Sebaik apa pun desainnya, tugas sebenarnya adalah menjaga getaran yang terukur tetap dalam batas yang dapat diterima, dan hal itu dikonfirmasi pada mesin yang sedang beroperasi, bukan di atas kertas. Penganalisis dua kanal portabel seperti Keseimbangan-1a adalah alat praktis untuk pemeriksaan tersebut: dengan akselerometer di rumah bantalan, alat ini menangkap amplitudo dan fase through a run-up atau coastdown, memungkinkan seorang insinyur mengamati seberapa lebar dan seberapa rendah puncak kecepatan kritis teredam yang sebenarnya serta memastikan rotor melewati resonansi dengan aman. Jika sisa ketidakseimbangan memberi makan resonansi, instrumen yang sama dapat keseimbangan lapangan rotor — karena bahkan peredam terbaik pun bekerja lebih baik ketika gaya pemaksa yang harus diserapnya diminimalkan terlebih dahulu.
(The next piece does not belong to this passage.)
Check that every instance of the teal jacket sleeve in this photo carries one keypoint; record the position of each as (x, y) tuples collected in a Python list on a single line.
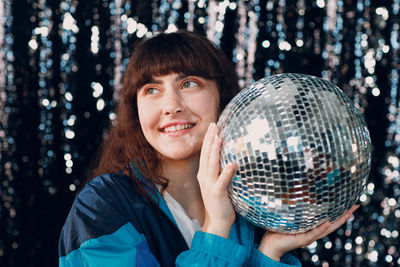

10. Kapan Menggunakannya — dan Kapan Tidak
Aplikasi yang direkomendasikan
- High-speed machinery: beroperasi di dekat atau di atas kecepatan kritis.
- Sistem bantalan elemen gelinding (rolling-element bearing): di mana bantalan itu sendiri memberikan sedikit redaman.
- Rotor yang fleksibel: beroperasi di atas kecepatan kritis pertama.
- Masalah stabilitas: di mana ketidakstabilan rotor merupakan risiko nyata.
- Kontrol transien: mengurangi getaran saat start-up dan shutdown.
Tidak direkomendasikan ketika
- Operasi berkecepatan rendah dan redaman tidak kritis.
- Keterbatasan ruang mencegah pemasangan.
- Sistem suplai oli yang andal tidak tersedia.
- Sumber daya pemeliharaan terbatas — peredam menambah sistem oli yang perlu dipelihara.
- Tindakan yang lebih sederhana, seperti presisi menyeimbangkan atau penyelarasan, sudah melakukan tugasnya.
Squeeze film damper adalah jawaban yang elegan untuk pengendalian getaran pada mesin berputar berkecepatan tinggi. Dengan memberikan redaman yang substansial tanpa hampir menambah kekakuan, peredam ini memungkinkan operasi yang aman melewati kecepatan kritis, menekan ketidakstabilan yang merusak, dan memperluas amplop operasional — semuanya dalam paket pasif yang ringkas yang hanya membutuhkan suplai oli yang bersih dan stabil.